Despite the difficulties in getting some UK universities to play ball, Faugier says it is working successfully with several universities and institutes - including the King's Fund, the Open University, Lancaster University and the Centre for Healthcare Development and Management at Leeds University.

And its record so far may be a taster of what the NHS University could do. Indeed, it is not yet clear whether it will merge with or work alongside the NHSU.

Already 32,000 nurses and allied health professionals have gone through the centre's leading empowered organisations (Leo) programme in the past two years. "The centre is not just about training chief executives," Faugier says. "It is crucial to have leadership at the clinical face. Leo is now the biggest leadership course in the world."

The centre is also working with 112 NHS trusts to deliver the Royal College of Nursing clinical leaders programme. In January, this will be extended to 100 other trusts. "We have had health professionals from all fields on these courses," says Faugier, adding that almost all programmes include reference to the private and voluntary sector. "I worked for many years in the voluntary HIV and Aids sector. That sector was very quick on its feet. By the early 1980s, the patient voice was being heard at the top and policies influenced," she says.

She says that she would like to see more health educators on the courses. "The development of nursing lecturers has been neglected since they entered higher education. The pressure to teach and build up research is so enormous that personal development gets neglected."


'I WANT MY STAFF TO BE COMFORTABLE WITH TAKING RISKS'

Mark Davies, chief executive of the North Hampshire Hospitals National Health Service Trust, attended the senior chief executive development programme run by the NHS Leadership Centre with Lancaster University.

He said: "I've been a chief executive for about ten years, and the idea of the course was to refresh and renew.

"The participants were all NHS chief executives but we were sent into a number of different organisations to see what the common management problems were."

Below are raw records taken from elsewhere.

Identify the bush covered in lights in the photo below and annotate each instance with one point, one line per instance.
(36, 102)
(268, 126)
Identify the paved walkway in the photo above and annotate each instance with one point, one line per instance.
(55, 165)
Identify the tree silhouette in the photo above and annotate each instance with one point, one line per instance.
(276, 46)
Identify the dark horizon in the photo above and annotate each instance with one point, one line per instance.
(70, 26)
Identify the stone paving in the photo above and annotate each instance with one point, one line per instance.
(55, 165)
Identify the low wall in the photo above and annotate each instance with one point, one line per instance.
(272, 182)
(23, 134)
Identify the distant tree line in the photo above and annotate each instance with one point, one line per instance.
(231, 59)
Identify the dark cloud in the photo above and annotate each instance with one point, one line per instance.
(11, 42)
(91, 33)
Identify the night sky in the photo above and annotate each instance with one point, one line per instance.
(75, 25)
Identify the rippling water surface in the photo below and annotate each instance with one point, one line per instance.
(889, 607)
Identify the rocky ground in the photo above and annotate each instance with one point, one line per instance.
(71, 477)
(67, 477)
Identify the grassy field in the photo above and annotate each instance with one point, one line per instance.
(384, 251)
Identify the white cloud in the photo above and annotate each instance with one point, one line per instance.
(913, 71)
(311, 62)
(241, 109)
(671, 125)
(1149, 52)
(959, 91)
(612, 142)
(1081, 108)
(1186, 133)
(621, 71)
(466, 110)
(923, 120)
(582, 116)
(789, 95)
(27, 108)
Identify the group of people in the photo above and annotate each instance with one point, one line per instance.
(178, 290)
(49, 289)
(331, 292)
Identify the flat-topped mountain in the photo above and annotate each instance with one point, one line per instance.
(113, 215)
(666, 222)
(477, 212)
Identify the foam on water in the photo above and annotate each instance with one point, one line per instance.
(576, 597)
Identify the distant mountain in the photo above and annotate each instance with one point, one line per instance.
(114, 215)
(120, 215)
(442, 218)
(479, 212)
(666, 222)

In his time as a chief executive, Davies has seen significant changes - but he admits that progress can be slow. "I manage a medium-sized acute trust with 2,500 staff. I want my staff to be comfortable with taking risks, with developing new initiatives. But for years the NHS has been a risk-averse, hierarchical organisation with people working firmly within their own professional boundaries. It takes time to change that."

Many of the middle managers at the trust attend courses, run by charity Common Purpose, aimed at leaders from all sectors of society. The charity is also used by the NHS Leadership Centre.

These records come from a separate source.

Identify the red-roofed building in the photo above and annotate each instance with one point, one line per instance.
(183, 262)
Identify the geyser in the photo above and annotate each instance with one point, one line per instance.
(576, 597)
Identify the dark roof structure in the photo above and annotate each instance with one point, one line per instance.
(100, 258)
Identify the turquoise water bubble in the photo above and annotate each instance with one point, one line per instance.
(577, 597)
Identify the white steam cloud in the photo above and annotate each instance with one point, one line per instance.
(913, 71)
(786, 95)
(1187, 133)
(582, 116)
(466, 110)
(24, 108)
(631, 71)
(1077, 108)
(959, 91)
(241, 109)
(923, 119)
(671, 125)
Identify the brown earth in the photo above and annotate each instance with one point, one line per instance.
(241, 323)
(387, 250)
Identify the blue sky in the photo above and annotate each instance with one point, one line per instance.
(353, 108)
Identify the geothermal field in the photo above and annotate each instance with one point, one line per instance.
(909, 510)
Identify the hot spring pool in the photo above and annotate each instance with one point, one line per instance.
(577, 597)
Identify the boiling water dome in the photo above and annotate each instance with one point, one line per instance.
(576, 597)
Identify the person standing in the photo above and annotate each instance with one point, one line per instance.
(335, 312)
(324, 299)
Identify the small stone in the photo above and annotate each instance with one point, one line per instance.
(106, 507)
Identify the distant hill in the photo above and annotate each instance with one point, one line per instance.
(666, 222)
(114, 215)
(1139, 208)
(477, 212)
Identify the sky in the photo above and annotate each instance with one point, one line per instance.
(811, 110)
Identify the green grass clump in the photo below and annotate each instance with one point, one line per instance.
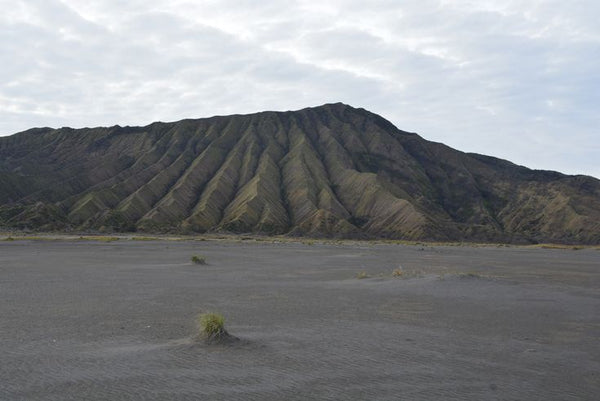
(199, 260)
(212, 325)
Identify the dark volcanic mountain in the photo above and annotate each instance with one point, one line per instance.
(326, 171)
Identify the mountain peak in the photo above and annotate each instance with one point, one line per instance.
(330, 170)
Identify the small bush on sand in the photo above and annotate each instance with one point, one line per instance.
(212, 329)
(199, 260)
(212, 324)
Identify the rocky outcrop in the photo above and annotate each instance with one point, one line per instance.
(332, 170)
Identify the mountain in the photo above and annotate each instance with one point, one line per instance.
(332, 170)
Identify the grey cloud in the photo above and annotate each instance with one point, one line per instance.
(479, 76)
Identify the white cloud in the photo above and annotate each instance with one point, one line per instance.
(517, 80)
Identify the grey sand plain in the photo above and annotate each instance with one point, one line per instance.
(86, 320)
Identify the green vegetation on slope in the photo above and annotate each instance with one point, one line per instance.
(332, 171)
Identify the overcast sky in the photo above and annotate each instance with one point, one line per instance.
(518, 80)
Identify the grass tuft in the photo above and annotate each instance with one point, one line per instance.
(199, 260)
(211, 324)
(362, 275)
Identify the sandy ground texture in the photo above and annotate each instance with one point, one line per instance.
(116, 321)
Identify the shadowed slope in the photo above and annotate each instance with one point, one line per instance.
(331, 170)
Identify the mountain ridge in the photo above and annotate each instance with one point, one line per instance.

"We put our good middle-management people through the courses and they sit alongside people from Sony, computer companies, the council, the local higher education college, and they come back enormously enthused and impressed by the similarities between the sectors," Davies says.

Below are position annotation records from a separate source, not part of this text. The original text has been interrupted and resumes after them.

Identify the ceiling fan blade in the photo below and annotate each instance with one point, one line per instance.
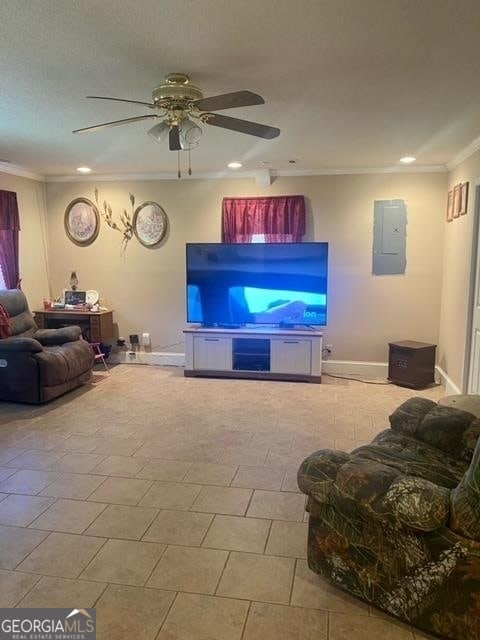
(115, 123)
(174, 139)
(145, 104)
(229, 100)
(242, 126)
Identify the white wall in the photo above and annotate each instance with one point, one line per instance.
(146, 288)
(456, 268)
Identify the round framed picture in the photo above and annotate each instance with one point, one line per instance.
(82, 221)
(150, 223)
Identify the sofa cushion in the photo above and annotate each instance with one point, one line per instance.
(50, 337)
(18, 345)
(417, 503)
(414, 458)
(58, 364)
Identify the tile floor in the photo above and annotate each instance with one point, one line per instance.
(170, 504)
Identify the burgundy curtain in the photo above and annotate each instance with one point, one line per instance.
(279, 218)
(9, 228)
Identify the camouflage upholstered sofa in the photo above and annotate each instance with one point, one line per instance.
(397, 522)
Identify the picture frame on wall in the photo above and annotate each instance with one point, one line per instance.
(150, 224)
(456, 200)
(82, 221)
(463, 198)
(450, 206)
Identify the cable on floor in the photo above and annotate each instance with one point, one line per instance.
(330, 375)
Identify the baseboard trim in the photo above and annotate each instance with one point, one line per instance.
(355, 368)
(335, 367)
(451, 388)
(154, 358)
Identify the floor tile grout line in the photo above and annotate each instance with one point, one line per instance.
(77, 577)
(292, 585)
(47, 533)
(212, 520)
(165, 547)
(174, 599)
(244, 628)
(227, 560)
(23, 596)
(268, 537)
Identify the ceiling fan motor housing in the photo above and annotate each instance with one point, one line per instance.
(176, 89)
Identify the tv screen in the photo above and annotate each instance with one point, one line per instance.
(238, 284)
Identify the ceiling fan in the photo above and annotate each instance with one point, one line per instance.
(177, 103)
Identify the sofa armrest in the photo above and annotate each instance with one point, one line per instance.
(51, 337)
(446, 428)
(417, 503)
(17, 345)
(371, 489)
(318, 472)
(408, 416)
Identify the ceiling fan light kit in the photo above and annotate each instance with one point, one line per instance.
(178, 103)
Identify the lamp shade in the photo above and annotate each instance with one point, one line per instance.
(190, 134)
(159, 132)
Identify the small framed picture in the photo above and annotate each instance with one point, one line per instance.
(450, 206)
(463, 198)
(150, 224)
(456, 200)
(82, 221)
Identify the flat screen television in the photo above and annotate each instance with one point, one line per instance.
(283, 284)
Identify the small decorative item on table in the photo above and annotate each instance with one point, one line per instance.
(150, 224)
(82, 221)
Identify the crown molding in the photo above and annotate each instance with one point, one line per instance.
(125, 177)
(228, 175)
(427, 168)
(16, 170)
(468, 151)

He feels, however, that the changes in leadership that the NHS and other public-service organisations are pushing are not yet reflected in undergraduate education.

"I hold out a lot of hope for the future as I believe changes are afoot, but few of the doctors, nurses and other health professionals are fully prepared for this new interprofessional environment," he says.

Davies is working with the new generation project at Southampton University to develop these skills. Southampton is a leader in this field seeking to develop common learning programmes for all those going into the health service.

Davies chairs a working group on the project and is seeking to set up multi-professional placements in trusts and social services. "This is enormously complicated and has huge organisational implications for the trusts. In the future, we will see medics tutored by social workers, or nurses tutored by physiotherapists. The point is to get people to think outside professional boxes."

He describes the development of partnership skills as the biggest change under new Labour. "I am about to have a meeting with directors of social services and primary-care trusts on how to transfer people out of hospitals. It is a fraught issue and the meeting won't be easy. But the goodwill, the sense of partnership is there and that is crucial."